Here’s a known fact: Employees try their best to avoid monotonous health & safety and compliance training programs. It isn’t their fault or ours, but the topics can be boring. If you continue using only one learning approach/format for health & safety training, you are committing a serious mistake. Your employees won’t feel motivated and will quickly get bored with the same learning approach.
Is there a way out? Yes! Blended learning is the answer! It’s a better alternative to tackle boredom in health & safety training. So here are five practical tips to capitalize on blended learning for workplace health & safety training.
Why the Blended Approach?
A blended learning approach uses a combination of classroom, online, mobile, or collaborative learning methodologies. A combination of any two or more formats is considered “blending”. Classroom, e-learning, mobile learning or microlearning, each has its own merits and demerits. A blended learning approach will help overcome the limitations of these methods individually.
1. Set the Safety Objectives
Like any other training methodology, it is important to define the learning objectives for blended learning as well. Companies usually have unique safety training requirements, unless they are looking for generic courses. So, you have to identify the specific learning objectives for your safety training.
To define the blended safety training objectives precisely, work closely with Subject Matter Experts (SMEs). That will help you understand the possible hazards, threats, and working procedures. Once the learning objectives are set, courses developers can design classroom and eLearning/mobile learning content for safety training.
2. Give Scope for Collaboration
Classroom training, Virtual Instructor-led Training (VILT), online forums, groups, and chat facilities facilitate the personal connection of learners with instructors, trainers, and peers. Building personal connections is important to make your online safety training more engaging and interactive. Experts or senior employees taking safety training sessions through video conferences and conducting webinars also brings the needed collaboration in workplace safety training. Plan role-play exercises, group activities, and games on safety in classrooms as they create an active learning environment and facilitate the exchange of ideas.
3. Move Assessments Online
The flexibility in the blended approach is that you can allocate the relevant delivery format that best suits the elements in the learning process. You don’t waste the trainer/instructor’s time by conducting assessments in classrooms; moving them online is a better option. Uploading tests, exams, and quiz questions to a Learning Management System (LMS) helps you track the status, record the marks/score, and issue certificates to candidates who have passed the assessment.
4. Reinforcement with Mobile/Microlearning
Employees tend to forget the classroom/online training they have taken after a few days. If they aren’t reminded of the learning that is crucial for their day-to-day responsibilities, they may be held back or have doubts about safety guidelines & procedures. This might harm your employees and the organization more than anticipated.
So, it’s best to deliver refresher safety training modules through mobile learning. It is best suited for just-in-time learning at the moment of need and performance support. Bite-sized safety modules delivered through mobile learning work as doubt busters. They provide specific, practical tips that are necessary for day-to-day tasks at work.
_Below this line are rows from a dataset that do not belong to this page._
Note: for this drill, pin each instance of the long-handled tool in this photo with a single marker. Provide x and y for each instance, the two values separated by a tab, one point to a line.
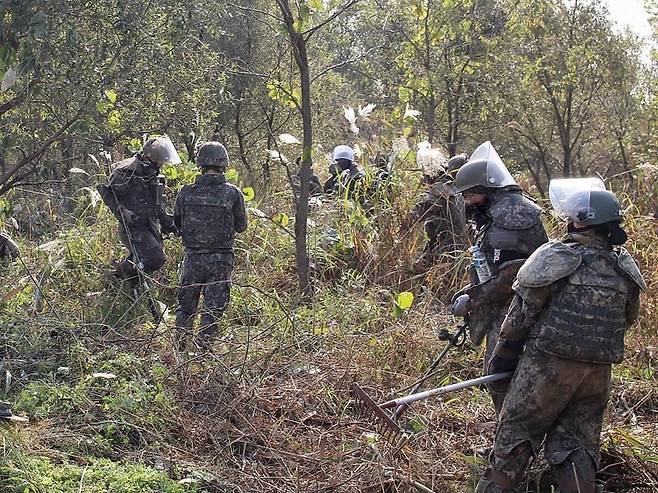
454	340
384	423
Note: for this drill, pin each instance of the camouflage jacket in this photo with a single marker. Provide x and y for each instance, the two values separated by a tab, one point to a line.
208	213
576	297
138	187
444	209
513	231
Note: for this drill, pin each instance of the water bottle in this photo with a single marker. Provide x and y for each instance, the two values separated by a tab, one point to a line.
480	264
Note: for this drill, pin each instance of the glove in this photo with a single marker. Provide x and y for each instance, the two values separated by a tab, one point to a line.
461	305
128	216
505	356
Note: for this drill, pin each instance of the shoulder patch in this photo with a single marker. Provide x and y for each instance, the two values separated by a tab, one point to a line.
514	211
549	263
626	263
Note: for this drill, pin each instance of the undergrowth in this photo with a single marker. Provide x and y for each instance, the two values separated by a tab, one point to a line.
113	409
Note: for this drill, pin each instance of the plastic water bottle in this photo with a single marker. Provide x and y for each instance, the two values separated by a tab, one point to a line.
480	264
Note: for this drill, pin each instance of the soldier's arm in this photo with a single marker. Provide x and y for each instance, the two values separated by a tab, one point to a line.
498	288
112	193
239	214
524	311
633	305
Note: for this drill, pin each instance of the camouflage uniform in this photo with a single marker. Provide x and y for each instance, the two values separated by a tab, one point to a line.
137	186
208	214
7	247
574	301
346	182
445	222
510	229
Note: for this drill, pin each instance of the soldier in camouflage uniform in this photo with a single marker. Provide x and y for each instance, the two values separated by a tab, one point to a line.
441	209
208	214
346	175
574	300
135	196
508	230
8	248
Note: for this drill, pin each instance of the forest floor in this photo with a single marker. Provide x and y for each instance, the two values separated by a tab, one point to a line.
113	408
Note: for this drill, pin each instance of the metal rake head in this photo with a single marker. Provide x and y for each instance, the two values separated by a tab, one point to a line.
383	423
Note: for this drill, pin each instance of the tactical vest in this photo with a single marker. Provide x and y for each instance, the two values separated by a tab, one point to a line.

5. Blending Fills the Gaps
Blended learning fills the gaps in individual training approaches by blending with another approach, which is good. For example, the lack of personal connection with trainers and peers in online learning can be filled in by integrating the classroom element in safety training. Mobile learning can fulfill the on-the-go learning need, which may not be possible in classroom/online learning with desktops.
In the blended approach, create a systematically designed collection of online learning modules for each topic. Offer comprehensive safety courses through online learning. You can extend the blended safety curriculum by providing additional resources and job-aids through mobile learning.
For example, an online training module on operating a water hose or a fire extinguisher will show its features and act as a hands-on guide. You can extend the learning by offering consistent reinforcement through mobile learning. Provide a bite-sized video on operating the hose, an interactive infographic or online flashcards on its main features. This way, blended learning can fill the gaps in individual training approaches and complement each other to foster a safety culture at your workplace.
Try to implement the tips discussed in this blog to improve the existing safety training. Blending various learning methodologies in the overall training strategy will shape the safety culture of your organization.